I’m offering an extra measure of rum for all the crew if we exceed our goal by a thousand Yankee dollars. Videlicett, if we raise $8,500, “the hardcover will have marbled endpapers, and every backer’s name will appear in the book, on the roster of the lost members of the 8th American-Soviet Friendship Expedition (which, sadly, had no survivors). This list will be separate from the acknowledgments, and part of ‘The Vostok Dossier’.”

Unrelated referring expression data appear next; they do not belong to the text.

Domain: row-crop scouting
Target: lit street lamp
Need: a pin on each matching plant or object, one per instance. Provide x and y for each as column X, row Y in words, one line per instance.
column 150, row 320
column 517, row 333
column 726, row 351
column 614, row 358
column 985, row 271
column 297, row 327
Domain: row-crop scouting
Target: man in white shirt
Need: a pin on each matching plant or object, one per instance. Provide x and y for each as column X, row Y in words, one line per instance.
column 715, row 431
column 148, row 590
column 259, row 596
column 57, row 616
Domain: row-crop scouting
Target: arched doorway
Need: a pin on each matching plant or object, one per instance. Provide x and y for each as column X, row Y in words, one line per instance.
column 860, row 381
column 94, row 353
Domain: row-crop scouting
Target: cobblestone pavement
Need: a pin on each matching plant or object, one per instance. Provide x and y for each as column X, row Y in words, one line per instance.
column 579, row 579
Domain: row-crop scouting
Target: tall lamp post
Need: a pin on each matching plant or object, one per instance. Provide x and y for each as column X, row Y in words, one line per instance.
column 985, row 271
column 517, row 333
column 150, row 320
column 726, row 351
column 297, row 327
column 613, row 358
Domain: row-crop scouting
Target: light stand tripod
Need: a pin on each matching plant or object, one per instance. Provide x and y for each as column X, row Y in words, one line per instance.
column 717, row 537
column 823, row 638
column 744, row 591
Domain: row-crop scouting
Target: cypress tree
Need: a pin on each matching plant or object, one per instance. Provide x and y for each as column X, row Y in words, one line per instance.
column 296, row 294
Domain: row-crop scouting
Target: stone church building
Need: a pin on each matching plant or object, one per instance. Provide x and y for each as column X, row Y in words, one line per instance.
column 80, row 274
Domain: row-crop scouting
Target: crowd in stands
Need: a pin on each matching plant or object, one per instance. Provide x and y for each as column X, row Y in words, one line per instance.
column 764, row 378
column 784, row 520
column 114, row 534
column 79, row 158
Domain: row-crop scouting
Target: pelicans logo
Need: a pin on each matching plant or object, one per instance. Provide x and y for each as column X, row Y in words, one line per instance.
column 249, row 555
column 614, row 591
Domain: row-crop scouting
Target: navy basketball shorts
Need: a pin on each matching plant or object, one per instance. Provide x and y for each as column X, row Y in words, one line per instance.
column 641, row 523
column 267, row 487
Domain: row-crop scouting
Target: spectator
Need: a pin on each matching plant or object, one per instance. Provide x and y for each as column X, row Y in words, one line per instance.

Update #9, which I just posted, contains the full details, if ye should forget, or if ye should find the lingo of an old sea-captain less than transparent.
–Cap’n Ezra
One of the main attractions of this project for old-schoolers may be the new illustrations by Erol Otus, see below. However there is much to be said (which I guess I also need to say in a future post) for the proposition that Lovecraft and his circle of correspondents invented a key component of roleplaying, the idea of a shared world which was gradually revealed by the stories of individual protagonists. Of course, many of these protagonists died horribly in proper old-school fashion because D&D and the Cthulu Mythos are both the story of the world, not the story of the heroes in it. I’ve written before about how seeing the Mythos appear in the Electronic Arts game Murder on the Zinderneuf was my first transmedia experience, and I think it’s not jus a fondness for monsters that causes Lovecraft is named in Appendix N and beloved of roleplayers everywhere. Ezra’s metatext promises to be a worthy and exciting addition to this canon; check it out, I think you’ll dig it.